The PSLM is an advocacy group directing its efforts more toward social action and issues of economic justice and labor, Estrada said.

Daniel R. Morgan '99, a member of PSLM, said the group's mission includes educating the Harvard community about labor issues and getting students involved with the labor movement outside the University.

Morgan says that the organization's major goals this year are examining Harvard as a workplace, organizing campaigns and rallies and encouraging Harvard professors to end unfair labor practices.

Members of the PSLM are excited by their new PBHA membership, Morgan said.

"I think it's a great opportunity for us. I think it's a great change to be able to link together student service and student activism," he said.

Morgan also said he hopes the addition of PMLA, a social action group, to the PBHA roster will encourage the public service organization to become more aware of the roots of the problems which force people to seek help from its service groups.

"I hope this will serve as a turn for PBHA to be more activist-oriented and not to have the activist and service communities so completely disjointed as they are now," Morgan said.

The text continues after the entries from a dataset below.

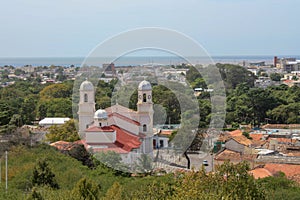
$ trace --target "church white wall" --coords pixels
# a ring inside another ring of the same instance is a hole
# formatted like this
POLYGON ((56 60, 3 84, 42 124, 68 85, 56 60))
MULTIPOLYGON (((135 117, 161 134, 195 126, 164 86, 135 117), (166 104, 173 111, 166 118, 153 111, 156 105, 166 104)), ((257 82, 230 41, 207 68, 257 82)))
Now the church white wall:
POLYGON ((79 133, 83 133, 91 123, 93 123, 93 116, 79 115, 79 133))
POLYGON ((109 125, 117 125, 119 126, 120 128, 126 130, 126 131, 129 131, 130 133, 133 133, 133 134, 136 134, 138 135, 139 134, 139 126, 135 125, 135 124, 132 124, 128 121, 125 121, 121 118, 118 118, 118 117, 110 117, 108 119, 108 123, 109 125))
POLYGON ((85 139, 87 143, 114 143, 116 132, 86 132, 85 139))
POLYGON ((153 137, 143 139, 143 153, 149 154, 153 151, 153 137))

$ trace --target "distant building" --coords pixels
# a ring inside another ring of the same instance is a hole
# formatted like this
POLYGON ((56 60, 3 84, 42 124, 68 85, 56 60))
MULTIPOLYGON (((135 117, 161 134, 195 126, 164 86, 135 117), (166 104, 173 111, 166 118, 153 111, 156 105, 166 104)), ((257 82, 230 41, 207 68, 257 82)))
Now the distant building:
POLYGON ((53 125, 62 125, 62 124, 66 123, 69 120, 70 120, 70 118, 46 117, 46 118, 42 119, 39 122, 39 125, 43 126, 43 127, 50 127, 50 126, 53 126, 53 125))
POLYGON ((249 63, 249 66, 253 67, 253 66, 256 66, 256 67, 262 67, 262 66, 265 66, 266 65, 266 62, 265 61, 261 61, 261 62, 251 62, 249 63))
POLYGON ((292 71, 300 71, 300 60, 296 58, 274 58, 274 64, 278 69, 282 69, 287 73, 292 71))
POLYGON ((102 67, 104 69, 105 76, 108 76, 108 77, 115 77, 116 76, 116 69, 115 69, 115 64, 114 63, 103 64, 102 67))

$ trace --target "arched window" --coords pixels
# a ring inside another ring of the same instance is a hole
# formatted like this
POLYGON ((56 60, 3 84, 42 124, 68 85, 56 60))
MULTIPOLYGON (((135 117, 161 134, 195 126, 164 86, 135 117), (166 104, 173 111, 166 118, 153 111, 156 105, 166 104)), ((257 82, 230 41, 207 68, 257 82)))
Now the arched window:
POLYGON ((88 95, 84 94, 84 102, 88 102, 88 95))
POLYGON ((147 101, 147 95, 144 93, 143 94, 143 102, 146 102, 147 101))
POLYGON ((147 132, 147 125, 146 124, 143 125, 143 132, 147 132))

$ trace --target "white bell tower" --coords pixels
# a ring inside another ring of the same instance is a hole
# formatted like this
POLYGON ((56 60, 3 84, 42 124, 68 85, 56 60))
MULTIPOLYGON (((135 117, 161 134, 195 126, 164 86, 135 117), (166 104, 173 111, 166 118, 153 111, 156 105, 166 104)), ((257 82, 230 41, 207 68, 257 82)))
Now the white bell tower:
POLYGON ((95 113, 95 89, 90 81, 84 81, 79 89, 79 134, 82 136, 88 126, 94 121, 95 113))
POLYGON ((142 81, 138 87, 137 113, 140 122, 140 133, 145 134, 143 152, 153 151, 153 102, 152 87, 148 81, 142 81))

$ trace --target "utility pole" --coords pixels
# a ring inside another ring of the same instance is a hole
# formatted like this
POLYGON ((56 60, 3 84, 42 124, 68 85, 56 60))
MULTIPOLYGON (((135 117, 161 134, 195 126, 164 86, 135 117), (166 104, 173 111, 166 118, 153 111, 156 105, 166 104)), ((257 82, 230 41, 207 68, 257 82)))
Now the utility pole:
POLYGON ((7 191, 7 151, 5 151, 5 189, 7 191))
POLYGON ((211 171, 214 172, 214 153, 211 152, 211 171))
POLYGON ((1 171, 1 157, 0 157, 0 184, 2 182, 2 171, 1 171))

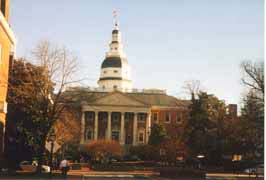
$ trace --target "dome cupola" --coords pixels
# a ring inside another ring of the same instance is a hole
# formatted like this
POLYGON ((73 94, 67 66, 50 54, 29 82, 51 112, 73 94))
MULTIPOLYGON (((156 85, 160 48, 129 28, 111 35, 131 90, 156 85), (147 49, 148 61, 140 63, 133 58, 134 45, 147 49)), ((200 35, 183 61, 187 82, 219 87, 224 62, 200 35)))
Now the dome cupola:
POLYGON ((116 17, 109 51, 101 65, 98 85, 108 91, 119 90, 124 92, 132 89, 131 70, 123 52, 121 32, 116 17))

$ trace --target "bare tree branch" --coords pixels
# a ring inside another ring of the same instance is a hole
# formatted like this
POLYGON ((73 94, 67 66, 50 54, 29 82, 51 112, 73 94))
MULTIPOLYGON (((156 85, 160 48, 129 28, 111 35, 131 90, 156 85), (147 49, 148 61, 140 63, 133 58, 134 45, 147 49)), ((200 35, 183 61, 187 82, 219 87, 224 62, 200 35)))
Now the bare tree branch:
POLYGON ((244 61, 241 68, 244 73, 242 83, 264 97, 264 62, 244 61))
POLYGON ((202 87, 199 80, 190 80, 184 83, 183 89, 191 96, 198 96, 202 87))

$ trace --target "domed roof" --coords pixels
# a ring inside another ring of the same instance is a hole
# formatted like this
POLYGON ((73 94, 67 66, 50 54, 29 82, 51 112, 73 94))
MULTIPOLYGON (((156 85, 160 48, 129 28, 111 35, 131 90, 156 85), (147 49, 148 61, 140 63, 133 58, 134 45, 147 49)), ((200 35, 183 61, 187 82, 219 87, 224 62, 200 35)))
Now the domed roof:
POLYGON ((122 64, 127 64, 127 60, 121 57, 106 57, 101 68, 121 68, 122 64))
POLYGON ((118 30, 117 29, 114 29, 113 31, 112 31, 112 34, 118 34, 118 30))

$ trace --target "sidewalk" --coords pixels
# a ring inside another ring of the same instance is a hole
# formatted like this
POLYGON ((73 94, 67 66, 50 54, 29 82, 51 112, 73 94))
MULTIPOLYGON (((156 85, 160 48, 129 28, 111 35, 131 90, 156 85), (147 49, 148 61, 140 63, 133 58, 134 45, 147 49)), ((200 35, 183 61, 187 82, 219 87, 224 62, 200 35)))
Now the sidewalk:
MULTIPOLYGON (((59 172, 59 171, 57 171, 59 172)), ((70 170, 69 175, 145 175, 158 176, 159 172, 154 171, 93 171, 89 168, 82 168, 81 170, 70 170)))
MULTIPOLYGON (((256 175, 251 174, 233 174, 233 173, 207 173, 206 179, 213 179, 213 178, 255 178, 256 175)), ((263 175, 258 175, 259 178, 263 178, 263 175)))

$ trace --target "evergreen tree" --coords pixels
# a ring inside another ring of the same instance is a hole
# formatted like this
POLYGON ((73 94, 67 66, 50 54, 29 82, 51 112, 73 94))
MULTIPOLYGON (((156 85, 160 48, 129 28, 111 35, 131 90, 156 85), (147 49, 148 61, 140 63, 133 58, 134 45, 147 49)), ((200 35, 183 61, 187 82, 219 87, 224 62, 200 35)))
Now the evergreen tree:
POLYGON ((217 97, 199 92, 196 98, 192 93, 184 134, 191 157, 203 154, 209 161, 221 160, 225 113, 225 104, 217 97))
POLYGON ((160 124, 154 124, 151 128, 151 134, 149 137, 150 145, 159 145, 166 138, 166 130, 164 126, 160 124))
POLYGON ((263 158, 264 144, 264 103, 250 91, 244 99, 241 110, 242 146, 250 158, 263 158))

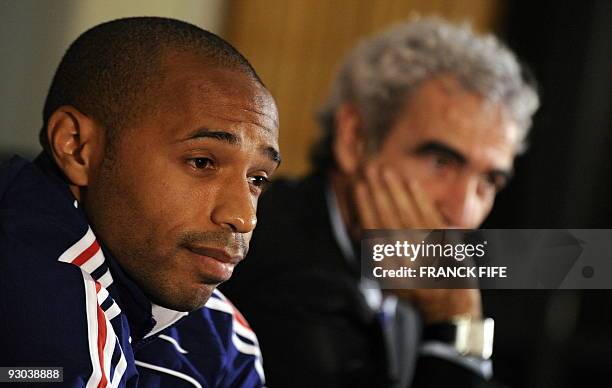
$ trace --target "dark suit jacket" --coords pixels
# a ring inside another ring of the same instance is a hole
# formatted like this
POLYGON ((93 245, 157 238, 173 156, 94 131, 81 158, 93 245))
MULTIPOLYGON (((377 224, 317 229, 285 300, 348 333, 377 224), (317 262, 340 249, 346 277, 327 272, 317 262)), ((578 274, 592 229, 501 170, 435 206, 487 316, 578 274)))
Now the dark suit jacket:
POLYGON ((260 200, 247 259, 221 287, 259 337, 267 385, 482 383, 454 363, 417 361, 420 322, 409 305, 399 305, 392 330, 383 333, 359 289, 359 268, 349 264, 334 239, 325 184, 322 174, 272 184, 260 200))

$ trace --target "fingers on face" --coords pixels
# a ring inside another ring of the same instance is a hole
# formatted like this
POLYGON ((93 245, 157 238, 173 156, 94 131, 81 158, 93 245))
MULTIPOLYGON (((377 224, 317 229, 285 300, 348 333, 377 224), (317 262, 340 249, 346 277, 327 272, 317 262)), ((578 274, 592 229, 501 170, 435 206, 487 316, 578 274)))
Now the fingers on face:
POLYGON ((385 229, 401 229, 402 223, 398 212, 394 208, 392 193, 381 177, 380 166, 368 166, 366 169, 366 181, 372 194, 374 207, 378 215, 379 224, 385 229))
POLYGON ((420 227, 421 214, 408 185, 402 181, 399 174, 390 168, 384 169, 383 178, 389 190, 389 197, 393 202, 395 213, 401 220, 402 228, 420 227))
POLYGON ((445 223, 416 181, 387 166, 371 164, 357 183, 357 211, 366 229, 443 229, 445 223))
POLYGON ((433 202, 427 198, 425 191, 421 188, 421 185, 417 181, 411 181, 408 183, 410 192, 414 198, 418 209, 420 210, 423 227, 428 229, 444 229, 446 227, 442 215, 436 209, 433 202))
POLYGON ((355 204, 363 229, 378 229, 378 216, 372 206, 372 196, 368 185, 363 181, 355 185, 355 204))

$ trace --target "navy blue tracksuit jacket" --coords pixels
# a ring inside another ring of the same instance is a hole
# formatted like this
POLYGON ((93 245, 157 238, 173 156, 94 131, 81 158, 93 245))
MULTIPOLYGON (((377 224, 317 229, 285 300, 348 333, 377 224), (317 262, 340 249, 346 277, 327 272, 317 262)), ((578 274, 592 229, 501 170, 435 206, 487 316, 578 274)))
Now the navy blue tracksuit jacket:
POLYGON ((154 306, 96 239, 54 162, 0 167, 0 366, 63 367, 69 387, 257 387, 257 338, 218 291, 154 306))

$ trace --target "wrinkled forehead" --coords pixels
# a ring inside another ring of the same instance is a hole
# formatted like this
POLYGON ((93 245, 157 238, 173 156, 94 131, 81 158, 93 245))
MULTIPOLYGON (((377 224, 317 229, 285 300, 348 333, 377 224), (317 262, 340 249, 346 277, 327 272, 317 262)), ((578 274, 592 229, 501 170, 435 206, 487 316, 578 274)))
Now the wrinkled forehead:
POLYGON ((423 82, 408 99, 404 113, 431 131, 450 132, 466 141, 515 146, 521 140, 515 120, 500 101, 487 99, 448 75, 423 82))

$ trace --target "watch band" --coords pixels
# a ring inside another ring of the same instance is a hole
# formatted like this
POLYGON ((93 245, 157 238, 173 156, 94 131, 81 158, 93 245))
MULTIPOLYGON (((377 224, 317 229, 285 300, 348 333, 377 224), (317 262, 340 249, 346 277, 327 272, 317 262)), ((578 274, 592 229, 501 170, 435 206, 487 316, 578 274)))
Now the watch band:
POLYGON ((449 322, 427 325, 423 340, 440 341, 453 346, 460 354, 487 360, 493 353, 494 321, 459 315, 449 322))

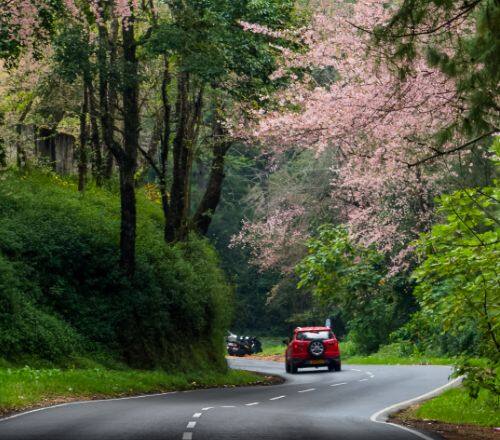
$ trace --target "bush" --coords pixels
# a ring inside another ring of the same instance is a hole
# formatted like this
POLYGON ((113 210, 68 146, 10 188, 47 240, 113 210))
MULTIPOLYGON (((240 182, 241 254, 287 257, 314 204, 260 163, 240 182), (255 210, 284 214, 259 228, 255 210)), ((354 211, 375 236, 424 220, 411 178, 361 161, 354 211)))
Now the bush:
POLYGON ((7 360, 102 353, 137 368, 225 367, 230 289, 209 244, 166 246, 138 194, 137 271, 118 266, 119 203, 54 175, 0 183, 0 346, 7 360))
MULTIPOLYGON (((498 162, 500 143, 496 148, 498 162)), ((467 376, 464 385, 473 396, 480 388, 500 394, 499 200, 497 180, 442 195, 441 223, 417 242, 421 261, 413 277, 420 315, 433 317, 430 322, 443 341, 452 341, 451 349, 463 350, 457 374, 467 376), (487 365, 471 364, 474 355, 487 365)))

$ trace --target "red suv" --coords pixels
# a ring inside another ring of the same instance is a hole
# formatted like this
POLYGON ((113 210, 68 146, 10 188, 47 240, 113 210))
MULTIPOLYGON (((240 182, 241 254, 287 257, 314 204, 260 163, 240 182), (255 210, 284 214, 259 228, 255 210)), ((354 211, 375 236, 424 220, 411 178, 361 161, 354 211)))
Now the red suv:
POLYGON ((337 338, 328 327, 297 327, 285 354, 287 373, 295 374, 299 368, 328 367, 340 371, 340 349, 337 338))

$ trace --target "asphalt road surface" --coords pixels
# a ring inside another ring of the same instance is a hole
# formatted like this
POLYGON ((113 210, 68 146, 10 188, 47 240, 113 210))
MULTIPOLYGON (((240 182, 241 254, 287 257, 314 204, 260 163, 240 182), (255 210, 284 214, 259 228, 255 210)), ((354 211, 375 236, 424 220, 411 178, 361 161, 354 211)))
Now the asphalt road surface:
POLYGON ((451 373, 444 366, 344 365, 290 375, 282 363, 230 363, 286 382, 64 404, 1 420, 0 439, 433 439, 384 423, 384 409, 443 387, 451 373))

The AYSC-an organization founded in 1992 by Jason Q. Purnell '99 while he was still in high school in his home town of St. Louis, Mo.-seeks to educate and empower high school students to become involved in public service in order to address pressing social problems in their communities.

Purnell, president of AYSC, said he and the other leaders of the organization hope to include three components in their public service agenda: a community action program, a survey of youth program and a youth forum program.

Purnll and a small group of recruits-including most of his roommates-have been working hard since early last September to gain official PBHA recognition of their program.

According to Purnell, the leaders of AYSC are "very contented" with the organization's recent admission into the PBHA fold.

"I think it will be a good opportunity to just be in the environment of people in community service," Purnell said. "I think it will energize us, motivate us, and we can learn from them."

Purnell says the group hopes to have volunteers in area high school classrooms by next month, helping to motivate high school students to create their own longterm community service programs.